Wednesday, August 22, 2012

Education reform appears caught in a time warp (Part 2)

Why has private sector business abdicated it's responsibility to train its own entry-level workers with the skills and knowledge they require to help the business be profitable and successful? When did public education become an agency for training workers?

During the 1901 N.E.A. convention in Detroit, Michigan's Superintendent of Public Instruction provided a clue when he claimed:

"The character of our education must change with the oncoming of the years of this highly practical age. We have educated the mind to think and trained the vocal organs to express the thought, and we have forgotten or overlooked the fact that in about four times out of five the practical man expresses his thought by the hand rather than by mere words." Callahan (1962), p. 9

So what we are experiencing today -- 111 years later -- is the exact same thing only business and industry have changed leaving schools still perfectly structured to train students to "express his thought by the hand rather than by mere words."
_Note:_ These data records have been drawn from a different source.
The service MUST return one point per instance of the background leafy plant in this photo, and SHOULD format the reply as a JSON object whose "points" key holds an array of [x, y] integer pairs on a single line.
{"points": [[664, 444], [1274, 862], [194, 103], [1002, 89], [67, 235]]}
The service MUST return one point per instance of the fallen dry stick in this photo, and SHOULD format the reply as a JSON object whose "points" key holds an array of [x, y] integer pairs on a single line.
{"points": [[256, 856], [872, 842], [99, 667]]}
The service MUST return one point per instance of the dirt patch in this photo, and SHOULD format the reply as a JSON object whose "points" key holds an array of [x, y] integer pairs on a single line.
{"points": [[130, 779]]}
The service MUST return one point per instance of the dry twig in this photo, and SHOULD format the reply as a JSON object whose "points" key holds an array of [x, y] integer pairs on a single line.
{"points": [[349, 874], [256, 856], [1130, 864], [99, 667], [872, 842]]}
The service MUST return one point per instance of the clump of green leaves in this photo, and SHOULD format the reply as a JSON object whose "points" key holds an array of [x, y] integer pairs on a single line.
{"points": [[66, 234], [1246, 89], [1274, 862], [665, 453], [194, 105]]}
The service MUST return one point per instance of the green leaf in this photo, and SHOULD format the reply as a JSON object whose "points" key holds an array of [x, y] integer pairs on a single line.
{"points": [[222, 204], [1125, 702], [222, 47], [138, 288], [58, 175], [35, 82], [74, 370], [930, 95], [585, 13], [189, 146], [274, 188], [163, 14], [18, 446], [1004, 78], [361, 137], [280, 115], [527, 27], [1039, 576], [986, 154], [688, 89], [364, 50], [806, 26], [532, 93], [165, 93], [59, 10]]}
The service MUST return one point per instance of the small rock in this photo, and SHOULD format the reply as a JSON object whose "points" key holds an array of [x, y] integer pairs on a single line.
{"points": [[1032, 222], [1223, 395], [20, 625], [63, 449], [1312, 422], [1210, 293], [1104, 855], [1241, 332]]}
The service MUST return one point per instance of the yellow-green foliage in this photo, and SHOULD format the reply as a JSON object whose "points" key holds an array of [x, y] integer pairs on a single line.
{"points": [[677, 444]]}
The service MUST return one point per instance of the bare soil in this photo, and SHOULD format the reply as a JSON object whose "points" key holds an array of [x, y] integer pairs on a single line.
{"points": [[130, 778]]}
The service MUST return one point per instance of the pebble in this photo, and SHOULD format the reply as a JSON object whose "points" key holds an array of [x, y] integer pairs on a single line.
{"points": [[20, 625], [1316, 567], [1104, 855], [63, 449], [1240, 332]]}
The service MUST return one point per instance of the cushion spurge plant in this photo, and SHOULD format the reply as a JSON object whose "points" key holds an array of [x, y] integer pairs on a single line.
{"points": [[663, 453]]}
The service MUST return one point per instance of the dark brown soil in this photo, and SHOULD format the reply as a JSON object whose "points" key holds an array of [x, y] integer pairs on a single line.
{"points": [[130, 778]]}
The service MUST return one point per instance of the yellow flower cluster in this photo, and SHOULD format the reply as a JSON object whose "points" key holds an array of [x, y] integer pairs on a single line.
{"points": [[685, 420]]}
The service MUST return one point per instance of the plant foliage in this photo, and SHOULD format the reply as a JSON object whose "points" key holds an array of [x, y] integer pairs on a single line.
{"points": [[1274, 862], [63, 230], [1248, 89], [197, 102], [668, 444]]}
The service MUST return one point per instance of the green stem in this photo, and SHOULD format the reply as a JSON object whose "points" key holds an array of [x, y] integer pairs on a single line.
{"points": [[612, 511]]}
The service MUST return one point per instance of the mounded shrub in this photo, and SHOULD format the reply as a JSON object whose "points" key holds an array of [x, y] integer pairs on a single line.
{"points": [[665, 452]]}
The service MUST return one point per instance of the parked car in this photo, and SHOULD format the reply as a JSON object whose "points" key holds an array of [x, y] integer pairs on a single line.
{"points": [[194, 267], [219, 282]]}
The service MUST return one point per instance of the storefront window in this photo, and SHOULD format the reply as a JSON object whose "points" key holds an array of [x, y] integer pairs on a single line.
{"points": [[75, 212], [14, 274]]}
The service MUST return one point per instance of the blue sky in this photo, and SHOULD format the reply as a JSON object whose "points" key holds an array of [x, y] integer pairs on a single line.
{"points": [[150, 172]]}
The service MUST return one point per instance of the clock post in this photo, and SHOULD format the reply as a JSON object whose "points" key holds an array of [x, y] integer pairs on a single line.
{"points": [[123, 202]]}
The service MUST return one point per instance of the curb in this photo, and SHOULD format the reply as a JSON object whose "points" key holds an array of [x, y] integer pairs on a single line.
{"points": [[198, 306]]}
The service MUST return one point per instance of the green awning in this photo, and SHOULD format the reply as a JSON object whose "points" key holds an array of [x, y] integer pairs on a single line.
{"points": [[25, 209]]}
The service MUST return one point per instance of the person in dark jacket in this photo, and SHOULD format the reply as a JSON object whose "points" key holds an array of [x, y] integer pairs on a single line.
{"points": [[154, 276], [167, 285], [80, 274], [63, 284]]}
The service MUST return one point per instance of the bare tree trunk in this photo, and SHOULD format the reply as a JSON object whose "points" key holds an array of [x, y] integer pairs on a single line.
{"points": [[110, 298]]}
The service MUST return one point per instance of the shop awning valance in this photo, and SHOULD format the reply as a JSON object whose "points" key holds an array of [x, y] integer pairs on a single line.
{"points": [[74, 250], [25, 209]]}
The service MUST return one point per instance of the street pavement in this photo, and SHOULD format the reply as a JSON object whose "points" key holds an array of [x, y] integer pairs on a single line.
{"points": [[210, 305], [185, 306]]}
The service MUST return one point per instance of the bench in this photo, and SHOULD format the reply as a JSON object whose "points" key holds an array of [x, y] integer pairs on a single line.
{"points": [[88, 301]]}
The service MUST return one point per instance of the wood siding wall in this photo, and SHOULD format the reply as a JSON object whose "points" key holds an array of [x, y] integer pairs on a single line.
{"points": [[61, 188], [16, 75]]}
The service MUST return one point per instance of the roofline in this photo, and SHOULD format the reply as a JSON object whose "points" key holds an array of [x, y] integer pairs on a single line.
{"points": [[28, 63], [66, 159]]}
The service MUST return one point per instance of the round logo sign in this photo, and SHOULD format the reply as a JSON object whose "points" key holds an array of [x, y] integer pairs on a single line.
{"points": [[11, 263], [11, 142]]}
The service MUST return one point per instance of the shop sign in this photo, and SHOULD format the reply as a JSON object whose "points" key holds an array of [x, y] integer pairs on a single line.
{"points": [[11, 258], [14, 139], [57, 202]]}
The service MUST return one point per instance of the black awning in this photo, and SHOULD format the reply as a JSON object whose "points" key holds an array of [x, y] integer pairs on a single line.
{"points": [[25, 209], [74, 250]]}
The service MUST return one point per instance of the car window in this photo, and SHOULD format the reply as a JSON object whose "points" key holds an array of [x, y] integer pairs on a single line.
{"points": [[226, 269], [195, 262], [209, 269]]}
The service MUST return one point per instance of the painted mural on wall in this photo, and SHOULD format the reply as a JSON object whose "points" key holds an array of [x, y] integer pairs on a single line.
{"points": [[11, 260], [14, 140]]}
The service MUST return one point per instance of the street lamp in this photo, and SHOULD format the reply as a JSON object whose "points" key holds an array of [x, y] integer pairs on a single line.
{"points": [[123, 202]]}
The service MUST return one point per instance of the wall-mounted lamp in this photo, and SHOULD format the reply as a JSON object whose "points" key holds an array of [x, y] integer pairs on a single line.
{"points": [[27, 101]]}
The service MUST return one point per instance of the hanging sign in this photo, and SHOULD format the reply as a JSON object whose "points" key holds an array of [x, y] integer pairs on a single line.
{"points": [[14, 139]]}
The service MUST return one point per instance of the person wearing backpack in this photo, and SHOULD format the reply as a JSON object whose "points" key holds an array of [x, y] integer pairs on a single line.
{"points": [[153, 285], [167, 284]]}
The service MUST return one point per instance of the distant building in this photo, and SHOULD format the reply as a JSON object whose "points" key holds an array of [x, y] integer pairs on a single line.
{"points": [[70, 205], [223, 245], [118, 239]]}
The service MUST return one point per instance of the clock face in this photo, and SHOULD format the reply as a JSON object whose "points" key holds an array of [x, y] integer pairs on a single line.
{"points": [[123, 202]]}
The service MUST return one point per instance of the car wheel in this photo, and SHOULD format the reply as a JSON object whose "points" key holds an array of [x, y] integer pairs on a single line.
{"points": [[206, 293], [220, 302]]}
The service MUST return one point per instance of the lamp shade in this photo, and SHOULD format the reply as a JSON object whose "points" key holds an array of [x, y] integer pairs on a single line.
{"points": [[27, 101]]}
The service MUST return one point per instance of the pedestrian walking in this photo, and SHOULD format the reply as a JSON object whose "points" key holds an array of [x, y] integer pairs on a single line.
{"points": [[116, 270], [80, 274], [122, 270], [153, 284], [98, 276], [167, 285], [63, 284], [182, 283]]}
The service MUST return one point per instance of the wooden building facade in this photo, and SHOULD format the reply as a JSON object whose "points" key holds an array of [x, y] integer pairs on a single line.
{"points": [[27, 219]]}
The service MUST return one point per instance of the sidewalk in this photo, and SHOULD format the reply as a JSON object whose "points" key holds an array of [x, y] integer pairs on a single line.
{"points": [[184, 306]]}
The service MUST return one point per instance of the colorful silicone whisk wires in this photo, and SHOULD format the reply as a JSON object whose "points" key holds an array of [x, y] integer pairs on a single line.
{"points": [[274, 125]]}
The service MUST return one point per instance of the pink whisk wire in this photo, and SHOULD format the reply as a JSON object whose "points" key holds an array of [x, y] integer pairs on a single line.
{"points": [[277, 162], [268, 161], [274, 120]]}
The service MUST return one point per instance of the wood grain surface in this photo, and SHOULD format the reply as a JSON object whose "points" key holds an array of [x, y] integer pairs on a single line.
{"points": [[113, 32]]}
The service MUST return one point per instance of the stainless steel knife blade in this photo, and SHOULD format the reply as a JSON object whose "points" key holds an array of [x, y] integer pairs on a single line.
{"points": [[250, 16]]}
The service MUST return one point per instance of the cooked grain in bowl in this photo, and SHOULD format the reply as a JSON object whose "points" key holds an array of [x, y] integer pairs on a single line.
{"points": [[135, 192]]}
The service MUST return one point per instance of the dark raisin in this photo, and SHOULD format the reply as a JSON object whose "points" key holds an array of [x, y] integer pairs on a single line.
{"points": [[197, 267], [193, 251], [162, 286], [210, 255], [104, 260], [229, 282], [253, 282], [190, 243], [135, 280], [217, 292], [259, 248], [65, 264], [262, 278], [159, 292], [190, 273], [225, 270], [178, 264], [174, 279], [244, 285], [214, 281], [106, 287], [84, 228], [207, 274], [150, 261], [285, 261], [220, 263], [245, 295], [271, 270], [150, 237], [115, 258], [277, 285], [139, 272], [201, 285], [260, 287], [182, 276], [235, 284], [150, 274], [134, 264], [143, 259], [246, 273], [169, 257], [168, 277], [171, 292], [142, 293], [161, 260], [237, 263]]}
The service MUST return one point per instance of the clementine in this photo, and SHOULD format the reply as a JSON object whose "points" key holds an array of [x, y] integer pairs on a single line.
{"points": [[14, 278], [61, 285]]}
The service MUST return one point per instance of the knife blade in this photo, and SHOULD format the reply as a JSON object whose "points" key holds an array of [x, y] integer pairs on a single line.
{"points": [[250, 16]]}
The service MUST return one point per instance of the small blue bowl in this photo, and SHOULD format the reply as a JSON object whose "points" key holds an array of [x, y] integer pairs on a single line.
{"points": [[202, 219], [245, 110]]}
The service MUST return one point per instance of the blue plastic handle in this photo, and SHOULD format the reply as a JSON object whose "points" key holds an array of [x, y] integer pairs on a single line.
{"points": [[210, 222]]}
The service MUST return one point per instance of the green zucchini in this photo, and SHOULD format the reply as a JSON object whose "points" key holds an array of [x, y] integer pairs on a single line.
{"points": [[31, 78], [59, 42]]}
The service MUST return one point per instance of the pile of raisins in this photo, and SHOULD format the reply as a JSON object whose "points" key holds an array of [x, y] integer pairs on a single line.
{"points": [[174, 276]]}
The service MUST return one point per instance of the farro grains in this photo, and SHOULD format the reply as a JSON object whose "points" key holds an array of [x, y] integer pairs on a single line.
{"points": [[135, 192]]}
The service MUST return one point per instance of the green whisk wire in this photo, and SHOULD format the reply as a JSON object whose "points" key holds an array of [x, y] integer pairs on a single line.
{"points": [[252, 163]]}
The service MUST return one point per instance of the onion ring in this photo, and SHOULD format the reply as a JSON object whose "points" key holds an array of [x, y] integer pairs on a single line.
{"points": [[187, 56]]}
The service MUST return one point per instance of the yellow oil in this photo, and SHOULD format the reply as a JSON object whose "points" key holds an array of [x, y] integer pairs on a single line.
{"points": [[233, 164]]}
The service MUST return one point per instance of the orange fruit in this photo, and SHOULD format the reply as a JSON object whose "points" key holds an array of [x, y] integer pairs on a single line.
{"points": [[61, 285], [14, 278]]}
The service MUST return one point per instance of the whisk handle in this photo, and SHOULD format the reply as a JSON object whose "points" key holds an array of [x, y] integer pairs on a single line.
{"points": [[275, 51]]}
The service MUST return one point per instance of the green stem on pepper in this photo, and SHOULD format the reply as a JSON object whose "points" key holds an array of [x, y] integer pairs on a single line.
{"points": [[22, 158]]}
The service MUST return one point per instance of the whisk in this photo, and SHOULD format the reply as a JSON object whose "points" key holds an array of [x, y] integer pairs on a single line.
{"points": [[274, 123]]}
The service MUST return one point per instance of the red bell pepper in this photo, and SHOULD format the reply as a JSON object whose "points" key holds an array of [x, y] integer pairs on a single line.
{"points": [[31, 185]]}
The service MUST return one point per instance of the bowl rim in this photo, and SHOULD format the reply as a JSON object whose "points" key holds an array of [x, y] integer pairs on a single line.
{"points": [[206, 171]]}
The private sector began the slow but steady abandonment of the centuries-old tradition of training workers for business and industry. They expected the public schools to drop its focus on literacy, humanities, and recitation to become the new provider of training for employment in America's rapidly expanding industrial complex. Practical skills rather than thinking and speaking skills. The mainstream journals, industry leaders, politicians, and even the general public attacked public schools as wasteful and failing. But William H. Maxwell, superintendent of the New York City schools struck back, attacking the

"...'arrogant unreasonableness' of certain educational theorists who periodically made sweeping indictments of the schools and then offered their pet solutions."

Doesn't that sound familiar to all of us right now?

Maxwell went on claiming that "nothing had been as arrogant as the..."

"...agitation with which the educational world is now seething for the introduction of industrial or trade teaching in the public schools. That agitation, as every one knows, originated with the manufacturers. They had practically abandoned the apprenticeship system of training workmen. No longer training their own mechanics, they have found it difficult to obtain a sufficient supply of skillful artisans, unless they import them from Europe at great expense. Out of this dilemma the exit was obvious -- persuade the State to assume the burden. It was only a new application of Colone Sellers' definition of patriotism -- The old flag and -- an appropriation! -- let the State do the work that is so oppressive to us. And, as a first step to secure their ends, they and their agents in unmeasured terms denounced the public schools as behind the age, as inefficient, as lacking in public spirit. And why? Because the public schools are not training artisans -- are not doing the work that had been done by employers of labor for thousands of years. The arrogance of the manufacturers was two-fold -- first, in condemning the schools for not doing what thinking men had never before considered it the duty of the schools to do and what the traditions of thousands of years laid it upon the manufacturers to do; and, second, in demanding that the State, after taxing consumers for fifty years, through a protective tariff, in order to fill the pockets of manufacturers, should then proceed to pay the bills for training their workmen. To condemn a great industry -- schoolteaching -- for not doing what hitherto it had never been expected to do, and to clamor not only for protection from competition but for relief at the hands of the state from the duty and expense of training artisans -- could arrogance farther go?" p. 14

But Superintendent Callahan was a lone wolf among the sheep as most school superintendents capitulated -- along with the teachers -- and forced public schools to become job-training centers for growing American industry. And there we still stand today, once again attacked because private-sector business no longer needs hoards of manufacturing and unskilled laborers. A new economy calls for new skills and knowledge but still today, business abdicates its responsibility to train new workers, preferring instead to point fingers at the public education system THEY CREATED and calling it a failure. And why not? It gets them off the hook at taxpayer's expense.

What is that old saying? "Those who fail to learn history are doomed to repeat it?"

Excerpted from Callahan, Raymond E. (1962). Education and the Cult of Efficiency. The University of Chicago Press.